A veces cierto olor llegaba a su alrededor y lo transportaba a cuando era pequeño. El olor de la madera mojada.

El problema era que Isaac nunca podía identificar de dónde venía. Quizás no estaba, porque nadie más lo percibía. O al menos a nadie le afectaba como a él. Quizás era el único que odiaba ese olor. Quizás era su cabeza jugándole una mala pasada, alguna más. Burlándose de sus leves recuerdos, usando la poca cordura que le quedaba para reiterarle que se estaba perdiendo totalmente en su propio mundo interno.

Porque entonces recordaba de manera bastante clara los gritos de su madre cuando su padre le pegaba.

Él no quería hacerlo, por eso había estado internado meses después de aquel primer golpe y tantos luego, en un hospital psiquiátrico. Sufría de una esquizofrenia paranoide y sin ser la más letal, logró muchísimas cosas antes de irse. Todas para mal.

Logró romper el vínculo familiar al que aquel niño de apenas cinco años se había adaptado. Logró derrumbar física y moralmente a su madre, destruirla hasta dejar de ella un insignificante ser adicto al alcohol, capaz apenas de valerse por sí misma, totalmente incapaz de cuidar al pequeño niño:

Isaac.

Ligeramente recordaba la calidez de unos brazos ajenos, o la forma de las sonrisas, pero el olor de la madera mojada por el alcohol seguía fijo en su mente, imborrable.

Isaac había tenido una familia, hasta que cumplió cinco supo lo que era una mamá y un papá. Sus padres actuaban de manera moralmente incorrecta, nunca se le enseñó lo que era decir por favor o gracias, nunca se le mostró algo más allá de aquel oscuro río y el camino de tierra que se trazaba de su casa a la carretera, pero había experimentado al menos el sonido de una canción de cuna antes de dormir, tarareada entre risas por mamá cuando no recordaba bien la letra, y unas palmaditas en la cabeza de parte de papá cuando hacía algo bien. Lástima que a los cuatro años fuera muy pequeño como para grabarse aquellos recuerdos en la mente.

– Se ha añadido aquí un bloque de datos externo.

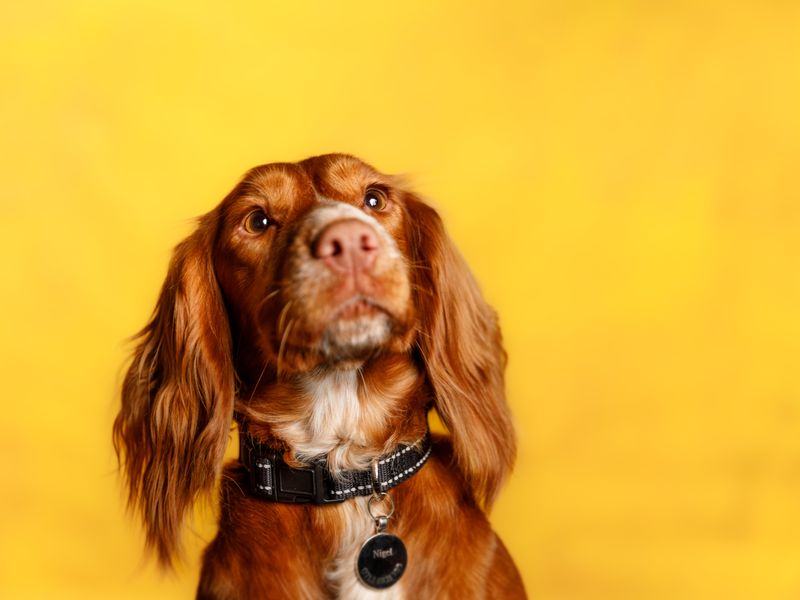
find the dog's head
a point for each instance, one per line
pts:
(323, 263)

Tuvo un hogar. Solía vivir junto al río de la ciudad. Solía jugar en la orilla, pasaba horas intentando tocar a los peces, sobre todo cuando sus padres discutían y el sonido de los cristales de botellas retumbaba por todas partes, unido al de los gritos y los golpes. Aquella casa de madera débilmente resistía con los tres adentro en épocas de tormenta. Cuando llovía la humedad era insoportable, las tablas se caían todo el tiempo y la gripe era un huésped fijo en sus delgados y fríos cuerpos. Las astillas se le enterraban en sus pequeños pies descalzos, y dolía.

Pero no podía llorar. Al menos no cuando su padre estaba mal. Si lloraba durante un ataque su madre descargaba la furia de no poder más con él. Y entonces lo golpeaba, y los golpes de su madre dolían más que aquellos pequeños pedacitos de madera pinchando su piel.

Por eso resistía. Aprendió a resistir el dolor tanto que llegó un momento en que dejó de doler. En su cabeza por lo menos, el dolor se ausentaba. Había desarrollado una habilidad para poner la mente en blanco y se concentraba en algo que no fuera la sensación de su piel rompiéndose o el ardor cuando la sangre salía.

Se concentraba en los pececitos con los que jugaba, en sus lágrimas silenciosas mezclándose con el agua del río, o en las pequeñas ranitas a las que había clavado una rama en medio de la barriga, solo por probar.

Eso se robaba mucho su atención.

La manera en la que sus patitas se movían y sus ojos perdían el brillo. La manera en que dejaban de respirar por su culpa... lo fácil que era acabar con ellas. No le disgustaba. Aquello por lo menos aliviaba sus ganas de que todo en él dejara de doler.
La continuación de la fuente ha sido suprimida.